States General of the Netherlands
- Long title Asylum Reception Facilities in Municipalities (Enablement) Act ;
- Passed by: House of Representatives
- Passed: 10 October 2023
- Passed by: Senate
- Passed: 23 January 2024
- Royal assent: 24 January 2024

First chamber: House of Representatives
- Introduced by: Eric van der Burg
- Voting summary: 81 voted for; 68 voted against;

Second chamber: Senate
- Committee responsible: Committee for Immigration & Asylum / Justice and Home Affairs Council
- Voting summary: 43 voted for; 27 voted against;

= Dispersal Act =

Dutch immigration statute passed in 2024

The Dispersal Act (Spreidingswet), formally known as the Asylum Reception Facilities in Municipalities (Enablement) Act (Wet gemeentelijke taak mogelijk maken asielopvangvoorzieningen), is a Dutch statute intended to better distribute asylum seekers across municipalities. Introduced by Minister for Migration Eric van der Burg, it was passed by the House of Representatives in October 2023 and by the Senate in January 2024.

== Contents ==
The bill has made municipalities co-responsible for sheltering asylum seekers. To ensure a fair distribution, the cabinet member in charge of immigration should once per two years assess per province the accommodation necessary to house all refugees. The King's commissioner facilitates negotiations within a province between municipalities to determine a distribution of the required capacity. Municipalities receive financial incentives for sheltering special groups of asylum seekers and for providing more accommodation than required. The baseline for the latter is determined by a combination of the municipality's population and socio-economic score. The bonus for additional sheltering is intended to prevent downscaling of capacity in times of a low influx of refugees. If no agreement is reached within nine months, the national government can compel municipalities to take on a specified number of asylum seekers.

In the Nederlands Juristenblad, several jurists questioned the government's ability to force the sheltering of additional refugees. Besides, Van der Burg clarified to the Senate that agreements would not be enforced if municipalities unable to fulfill their obligations indicated their challenge in a timely manner.

== Legislative history ==
Minister for Migration Eric van der Burg (VVD) announced the Dispersal Act in the summer of 2022, as too few municipalities were volunteering to shelter refugees.
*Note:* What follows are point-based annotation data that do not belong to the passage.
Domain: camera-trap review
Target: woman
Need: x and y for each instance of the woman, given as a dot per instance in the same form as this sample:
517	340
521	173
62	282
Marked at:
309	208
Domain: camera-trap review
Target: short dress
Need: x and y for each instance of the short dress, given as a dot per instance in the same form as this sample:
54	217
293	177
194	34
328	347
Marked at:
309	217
He introduced it in the House of Representatives on 28 March 2023. In order to secure support from the VVD, a coalition party, Van der Burg replaced obligations for municipalities to shelter asylum seekers by financial incentives: upon opening a location housing at least 100 refugees for at least five years, they would receive €2,500 per refugee. However, the revised bill did not receive enough support, and the fourth Rutte cabinet collapsed in July 2023 as a result of disagreements over immigration reform. The CDA, a coalition party until the collapse, successfully attempted to remove most financial incentives from the bill in late September. The Dispersal Act was passed by the House of Representatives on 10 October with 81 out of 149 votes in favor. The VVD voted in opposition, arguing measures would first have to be taken to reduce the number of refugees entering the Netherlands.
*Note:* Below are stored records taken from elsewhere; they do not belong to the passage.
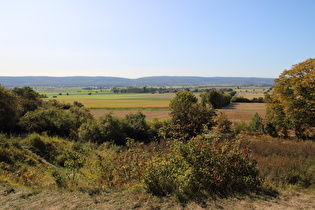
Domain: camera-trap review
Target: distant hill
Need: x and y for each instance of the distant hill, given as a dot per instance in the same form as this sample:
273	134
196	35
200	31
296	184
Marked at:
78	81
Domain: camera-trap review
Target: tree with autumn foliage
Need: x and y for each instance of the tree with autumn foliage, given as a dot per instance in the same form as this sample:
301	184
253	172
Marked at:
292	103
189	115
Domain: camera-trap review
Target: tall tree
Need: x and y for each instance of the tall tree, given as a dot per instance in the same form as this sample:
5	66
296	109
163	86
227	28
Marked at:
9	108
292	103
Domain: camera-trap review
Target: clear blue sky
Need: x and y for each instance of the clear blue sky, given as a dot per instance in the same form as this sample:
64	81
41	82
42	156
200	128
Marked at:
137	38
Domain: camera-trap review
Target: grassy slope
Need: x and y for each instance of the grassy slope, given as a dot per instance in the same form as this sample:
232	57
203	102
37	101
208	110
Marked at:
276	160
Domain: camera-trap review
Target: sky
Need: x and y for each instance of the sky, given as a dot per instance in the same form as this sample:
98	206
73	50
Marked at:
139	38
The bill subsequently moved to the Senate, where it was set to be voted on in January 2024. Following the November 2023 general election, a House motion by VVD leader Dilan Yeşilgöz was carried calling on the Senate to suspend its consideration of the bill in order to not interfere with the ongoing cabinet formation. The motion was co-sponsored by the other parties involved in the process (PVV, BBB, and NSC), while being fiercely criticized by the opposition. The VVD's ten-member parliamentary group in the Senate announced a week before the vote it would support the bill, saying it trusted the newly elected House of Representatives would tackle inflow issues. The bill was approved on 23 January with 43 out of the 70 senators present voting in favor, and it went into effect on 1 February.

== Execution and repeal efforts ==
On 17 May 2024, the PVV, VVD, NSC, and BBB presented their coalition agreement, in which they announced their intention to repeal the Dispersal Act. Minister of Asylum and Migration Marjolein Faber (PVV) said in October 2024 that the process would take two to three years, but she retracted her statement the same week, saying that the repeal would be enacted as soon as possible. The coalition parties reached an agreement on asylum measures on 25 October, committing to repeal the law potentially within the year, but Faber later announced that the repeal would be submitted for advice in the first quarter of 2025. All King's commissioners signed a letter in support of the Dispersal Act.

The deadline for provinces to submit their plans to shelter 96,000 asylum seekers in total was 1 November 2024. Five out of twelve provinces – Drenthe, Flevoland, Gelderland, Groningen, and Zeeland – met or exceeded their objective, while a total of 80,000 sheltering spots had been agreed to across all provinces. Ahead of the deadline, RTL Nieuws concluded that 85% of municipalities had made plans to shelter asylum seekers, comparing it to 53% of municipalities that sheltered them in the period 2012–2024. Faber later urged provinces to provide the last 6,000 shelter spots by July 2024.